El niño se llamaba Axel; contaba con escasos cuatro años de edad.

—¿En serio no cabe la menor duda? —preguntó Raúl, cuidando sus palabras porque sabía lo sensible que era el terreno en ese instante.

—Completamente —respondió el Marqués, la voz enronquecida.

El español dio pasos en derredor en la oficina, se talló el mentón y vio los libros en el estante al frente. Allí estaba de pie un marco con una foto de César, más joven, un Emilio desgarbado, sin cuidado de su persona, cuando pasaba por la etapa de la rebeldía, y una pequeña Alison de coletitas a los lados de los oídos.

Se permitió evocar a su padre, y por primera vez en casi toda su vida, se preguntó si pasaría el resto de ésta solo: a César lo había transformado totalmente este estado, así que Raúl imaginó que no sería algo conciliador. Sus buenos tiempos pasarían algún día, sin embargo, y al pensar en eso solo lograba sentir reflujo en el estómago.

Deglutió saliva y se lo quedó mirando a César, quien tenía un vaso de Whisky, vacío ya, recargado en la frente, dejando que los hielos le otorgaran algo de tranquilidad.

—¿Qué más te dijo? —inquirió el castaño, refiriéndose al policía que lo había visitado.
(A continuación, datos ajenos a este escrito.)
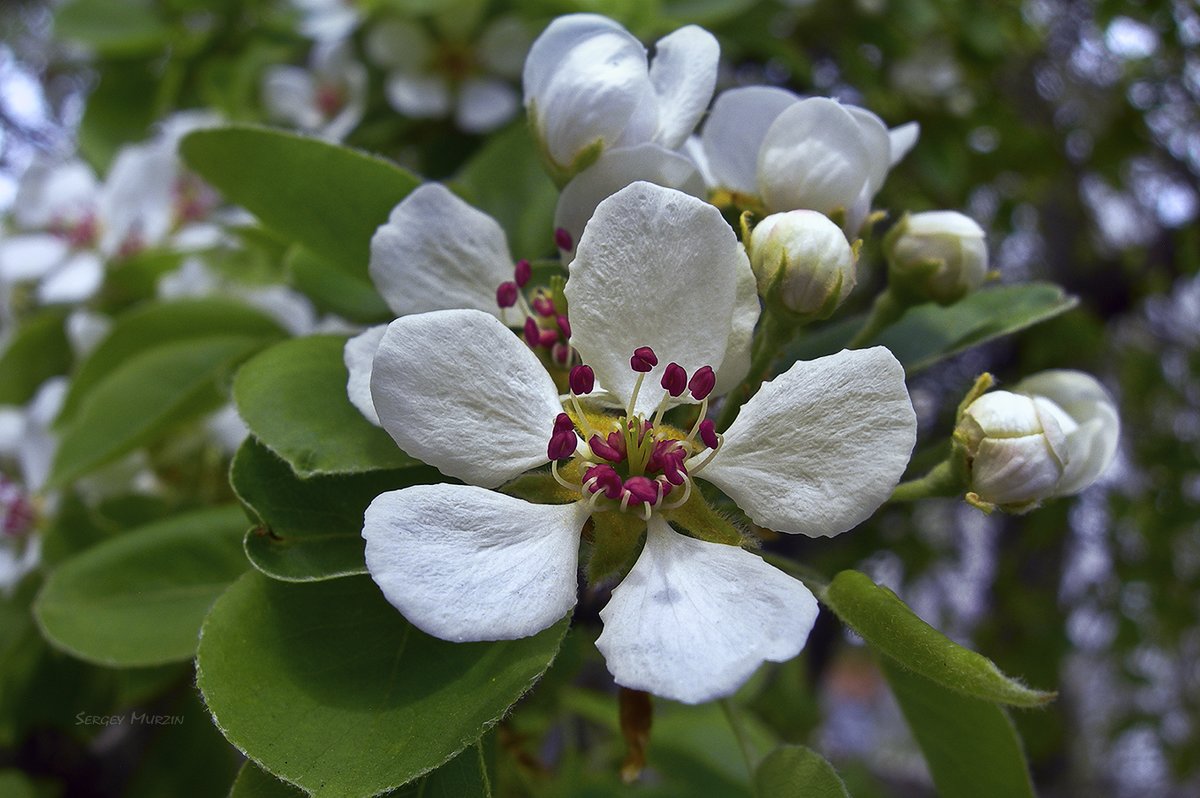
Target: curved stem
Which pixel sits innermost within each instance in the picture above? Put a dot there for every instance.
(942, 481)
(885, 312)
(773, 335)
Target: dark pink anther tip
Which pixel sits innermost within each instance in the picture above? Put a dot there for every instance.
(643, 359)
(507, 294)
(533, 333)
(702, 382)
(582, 381)
(522, 271)
(563, 239)
(642, 489)
(675, 379)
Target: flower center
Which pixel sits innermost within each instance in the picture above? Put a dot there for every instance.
(545, 328)
(17, 514)
(633, 462)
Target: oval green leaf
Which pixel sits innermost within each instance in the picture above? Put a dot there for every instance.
(970, 744)
(891, 628)
(325, 685)
(39, 351)
(144, 397)
(797, 772)
(327, 197)
(139, 599)
(310, 528)
(155, 324)
(463, 777)
(930, 333)
(293, 399)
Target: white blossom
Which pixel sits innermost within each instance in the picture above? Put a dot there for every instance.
(657, 274)
(589, 87)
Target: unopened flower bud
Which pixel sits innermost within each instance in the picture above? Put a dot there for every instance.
(802, 262)
(939, 256)
(1015, 449)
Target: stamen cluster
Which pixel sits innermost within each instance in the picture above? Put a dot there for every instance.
(639, 462)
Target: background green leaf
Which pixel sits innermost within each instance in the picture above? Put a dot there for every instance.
(145, 397)
(797, 772)
(891, 628)
(39, 351)
(327, 197)
(311, 528)
(328, 687)
(970, 745)
(507, 181)
(293, 399)
(155, 324)
(930, 333)
(139, 599)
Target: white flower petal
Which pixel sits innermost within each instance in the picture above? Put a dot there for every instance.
(616, 169)
(879, 148)
(31, 257)
(587, 81)
(54, 192)
(289, 96)
(901, 141)
(683, 73)
(76, 281)
(460, 391)
(654, 268)
(819, 448)
(359, 358)
(421, 96)
(485, 103)
(694, 619)
(1092, 444)
(137, 202)
(467, 564)
(814, 157)
(735, 132)
(437, 252)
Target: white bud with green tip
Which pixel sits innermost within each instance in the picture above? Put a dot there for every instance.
(940, 256)
(1054, 435)
(802, 262)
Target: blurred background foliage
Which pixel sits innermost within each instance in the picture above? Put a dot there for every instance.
(1069, 130)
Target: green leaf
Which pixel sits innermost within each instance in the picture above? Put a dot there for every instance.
(891, 628)
(311, 528)
(335, 291)
(505, 180)
(39, 351)
(142, 400)
(120, 109)
(463, 777)
(155, 324)
(325, 685)
(970, 745)
(112, 27)
(797, 772)
(139, 599)
(327, 197)
(293, 399)
(930, 333)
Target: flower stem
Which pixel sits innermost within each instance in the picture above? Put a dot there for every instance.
(942, 481)
(739, 735)
(774, 334)
(885, 312)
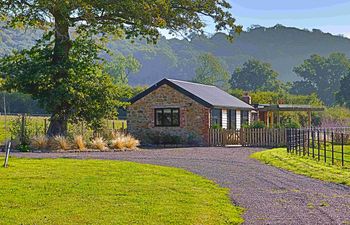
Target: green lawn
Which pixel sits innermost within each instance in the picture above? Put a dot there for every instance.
(305, 165)
(36, 125)
(67, 191)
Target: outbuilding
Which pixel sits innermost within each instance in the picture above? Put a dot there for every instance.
(184, 111)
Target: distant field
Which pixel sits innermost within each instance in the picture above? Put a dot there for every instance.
(307, 166)
(66, 191)
(37, 124)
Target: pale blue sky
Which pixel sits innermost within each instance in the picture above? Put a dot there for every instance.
(331, 16)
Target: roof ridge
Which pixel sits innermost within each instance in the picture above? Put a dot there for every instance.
(189, 82)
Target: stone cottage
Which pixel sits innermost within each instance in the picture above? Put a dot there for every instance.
(181, 111)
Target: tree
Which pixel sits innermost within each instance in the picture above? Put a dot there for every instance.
(99, 19)
(87, 93)
(322, 74)
(210, 71)
(343, 95)
(255, 75)
(121, 67)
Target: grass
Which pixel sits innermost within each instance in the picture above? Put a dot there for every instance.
(37, 125)
(68, 191)
(337, 152)
(305, 165)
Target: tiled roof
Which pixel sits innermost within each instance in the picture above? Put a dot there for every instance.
(207, 95)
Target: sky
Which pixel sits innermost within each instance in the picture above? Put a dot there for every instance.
(331, 16)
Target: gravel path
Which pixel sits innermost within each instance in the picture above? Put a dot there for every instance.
(270, 195)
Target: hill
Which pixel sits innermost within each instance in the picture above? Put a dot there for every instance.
(283, 47)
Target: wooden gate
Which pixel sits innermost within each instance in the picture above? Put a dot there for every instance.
(223, 137)
(262, 137)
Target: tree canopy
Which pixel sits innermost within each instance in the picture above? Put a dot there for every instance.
(210, 71)
(54, 70)
(322, 74)
(120, 67)
(255, 76)
(343, 95)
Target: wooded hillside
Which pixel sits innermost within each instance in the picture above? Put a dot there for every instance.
(283, 47)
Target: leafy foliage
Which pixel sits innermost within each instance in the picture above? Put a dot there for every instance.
(255, 76)
(322, 74)
(343, 96)
(86, 93)
(210, 71)
(121, 67)
(58, 65)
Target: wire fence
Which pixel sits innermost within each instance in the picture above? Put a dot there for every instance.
(324, 144)
(20, 126)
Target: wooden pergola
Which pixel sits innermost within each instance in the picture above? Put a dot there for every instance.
(266, 112)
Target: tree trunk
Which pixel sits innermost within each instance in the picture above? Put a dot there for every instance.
(58, 126)
(60, 58)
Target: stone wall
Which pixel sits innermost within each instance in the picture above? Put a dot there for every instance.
(194, 118)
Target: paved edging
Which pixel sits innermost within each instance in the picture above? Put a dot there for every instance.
(270, 195)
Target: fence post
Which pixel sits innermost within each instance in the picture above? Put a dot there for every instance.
(332, 148)
(45, 126)
(342, 149)
(308, 142)
(325, 145)
(318, 145)
(313, 143)
(7, 148)
(22, 129)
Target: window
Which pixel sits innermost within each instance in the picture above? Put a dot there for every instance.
(244, 117)
(232, 119)
(167, 117)
(216, 117)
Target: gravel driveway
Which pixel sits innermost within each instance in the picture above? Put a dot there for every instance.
(270, 195)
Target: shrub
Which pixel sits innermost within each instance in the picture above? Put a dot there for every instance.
(216, 126)
(99, 143)
(131, 142)
(125, 142)
(257, 124)
(59, 142)
(79, 142)
(118, 143)
(291, 124)
(39, 142)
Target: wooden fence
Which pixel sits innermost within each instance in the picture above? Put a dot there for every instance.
(327, 145)
(262, 137)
El Marqués se encogió de hombros; sin pestañear se levantó del sofá y le dio la espalda a Raúl. Había algo en su pecho, un hoyo que solo se iba cuando Ana estaba cerca, cuando la veía reír, cuando le hablaba por cualquier cosa, por redundante que ésta fuera.

Un amigo de confianza que era teniente, y con el que mantenía una relación buena, profesionalmente hablando, le estaba investigando más a fondo si el rumor del pequeño no se trataba de una jugarreta. Se mesó el cabello, al mismo tiempo que veía la ciudad frente a él, el sol que se filtraba implacable en diagonal, provocando que una esquina de la oficina se viera más lúcida.

Oía a Raúl hacer conjeturas, pero él solo podía pensar en una cosa: el cómo alguien que dice amar, puede engañar en la manera miserable en la que, era muy probable, Emilio lo había hecho con Ana. No se suponía que fueran así: las relaciones de pareja. Aquello se saltaba las pautas de lealtad que se formaban entre dos individuos que, supuestamente, se habían casado al estar muy enamorados.

Había veces en las que César deseaba que sus padres vivieran, como esa. Muchos lo llegaban a considerar alguien honesto; pero, sobre todo, César tenía ante el mundo una apariencia inquebrantable y, lo que todos ignoraban, era que, en ciertas ocasiones, se sentía al borde del abismo. A punto de romperse; como si no tuviera un respaldo que evitara su caída. Y entonces evocaba en su mente la preciosa imagen de Ana, impoluta, que lo hacía pensar en algo más. Se estaba convirtiendo en alguien ambicioso: la añoraba, quería estar con ella y saborear la paz por una vez en su vida.